THE Aircraft Manufacturing Factory (AMF) at Kamra will hand over the first JF-17 Thunder fighter aircraft that it manufactures, to the PAF, in December, with the formation of a JF-17 squadron, after unveiling it on November 23. Apart from beginning the process of replacing the ageing fleet of A-5s, F-7s and Mirages operated by the PAF, the hand-over will not just represent a milestone in the history of the Kamra Aeronautical Complex, but also in the history of Pak-China defence cooperation, which saw its most recent peak in the manufacture of the jet on Pakistan soil. After the Mushak and the Karakoram-8, training jets licensed respectively by Sweden and China, the JF-17 is the main project of the AMF, and started in January, after the project itself was started in 1995. The JF-17 saw Pakistani participation all along, in all phases of design and then manufacture, and represents a genuine transfer of technology, apart from providing a substitute for other air superiority fighters. The JF-17 is a fully modern jet fighter, comparable to the best available, and is state-of-the-art.

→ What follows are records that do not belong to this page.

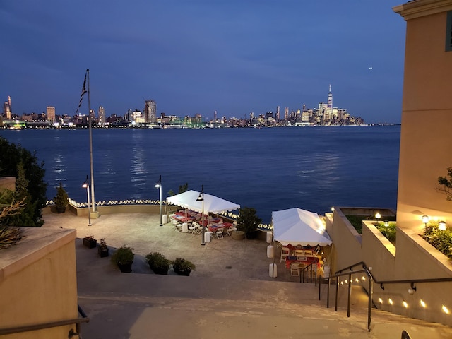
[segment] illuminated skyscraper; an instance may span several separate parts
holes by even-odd
[[[47,121],[55,122],[55,107],[47,106]]]
[[[99,106],[97,110],[97,115],[99,116],[99,122],[101,124],[105,124],[105,109],[102,106]]]
[[[5,101],[3,105],[3,115],[6,117],[6,119],[11,119],[12,117],[11,109],[11,97],[8,96],[8,101]]]
[[[328,119],[333,119],[333,93],[331,93],[331,85],[330,84],[330,93],[328,93],[328,104],[326,113]]]
[[[144,122],[148,124],[157,122],[157,104],[154,100],[144,102]]]

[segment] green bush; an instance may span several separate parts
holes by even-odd
[[[452,259],[452,232],[450,230],[442,231],[439,230],[436,222],[430,222],[422,237],[438,251]]]
[[[116,264],[130,263],[133,262],[134,257],[133,249],[129,246],[122,245],[112,256],[112,262]]]
[[[170,266],[172,263],[172,261],[167,259],[163,254],[159,252],[150,252],[145,258],[150,269],[157,274],[160,274],[160,272],[164,271],[167,273]]]

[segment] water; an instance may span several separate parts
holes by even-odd
[[[400,126],[215,129],[93,129],[96,201],[159,199],[186,182],[253,207],[264,222],[293,207],[395,208]],[[88,130],[0,130],[44,162],[47,197],[60,182],[86,201]]]

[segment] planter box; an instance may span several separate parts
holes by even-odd
[[[88,249],[94,249],[97,245],[97,242],[95,239],[83,238],[83,246],[85,246]]]
[[[101,258],[105,258],[109,254],[108,249],[101,249],[100,246],[97,245],[97,253]]]
[[[132,263],[118,263],[118,267],[123,273],[130,273],[132,271]]]

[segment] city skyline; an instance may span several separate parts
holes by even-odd
[[[239,119],[316,107],[332,84],[334,107],[400,121],[405,23],[391,8],[400,1],[138,1],[108,16],[103,1],[86,11],[51,1],[50,12],[25,2],[0,5],[9,52],[0,95],[13,114],[73,115],[90,69],[91,109],[107,115],[141,110],[145,97],[157,115]],[[149,11],[158,16],[146,20]]]

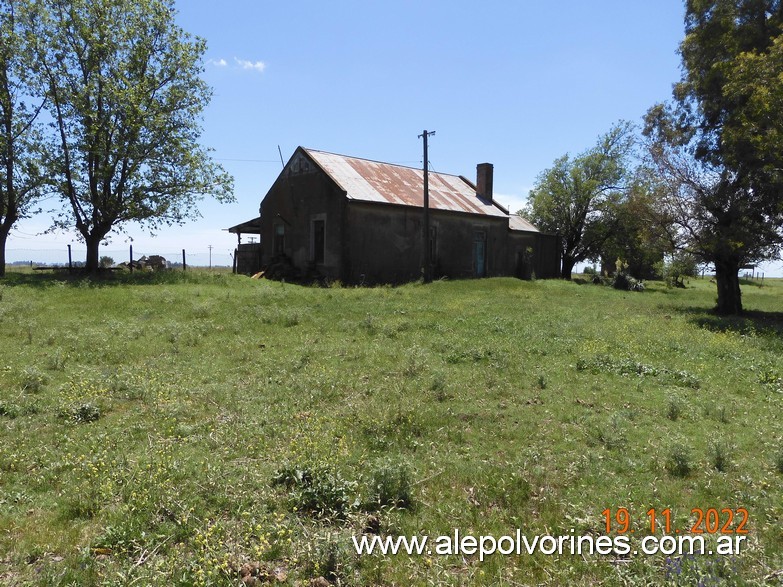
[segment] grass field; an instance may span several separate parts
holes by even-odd
[[[781,281],[728,319],[707,280],[0,283],[2,585],[783,584]],[[651,508],[749,532],[483,562],[351,541],[597,537],[606,509],[616,536],[620,508],[632,541]]]

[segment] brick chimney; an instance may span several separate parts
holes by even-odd
[[[476,165],[476,195],[492,201],[492,163]]]

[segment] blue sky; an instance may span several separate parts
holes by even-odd
[[[222,229],[258,205],[298,145],[419,166],[434,130],[436,171],[474,177],[495,166],[496,199],[517,210],[536,176],[591,146],[611,125],[639,122],[679,78],[681,0],[422,2],[180,0],[178,22],[206,39],[214,89],[203,143],[235,178],[237,202],[205,201],[203,219],[134,249],[228,254]],[[57,248],[23,221],[9,249]],[[127,248],[127,236],[107,250]],[[780,266],[780,263],[777,264]],[[780,269],[783,271],[783,268]]]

To be able to manufacture a fighter of this level of sophistication is evidence of great scientific advancement, and the ability to match any country in the world. Its manufacture is a tribute to the achievement by the PAF personnel working on them, and should mean more national independence, not subordination to the diktat of any foreign power. It also reflects on how Pakistani scientific and technical personnel have worked with the Chinese in development, rather than acting as passive receptacles for transfer of technology. However, perhaps the most important aspect of this manufacture is that the AMF is on Pakistani soil, not foreign, and cannot be switched off by a foreign supplier to suit its own foreign policy objectives, as Pakistan has experienced in the past. The indigenous nuclear and missile programmes, for which Pakistan may have paid a high price, show the advantages of not depending on anyone else for technology, and of having manufacturing facilities at home, and the JF-17 manufacture is another example of that national independence and self-reliance to which the Founding Fathers aspired.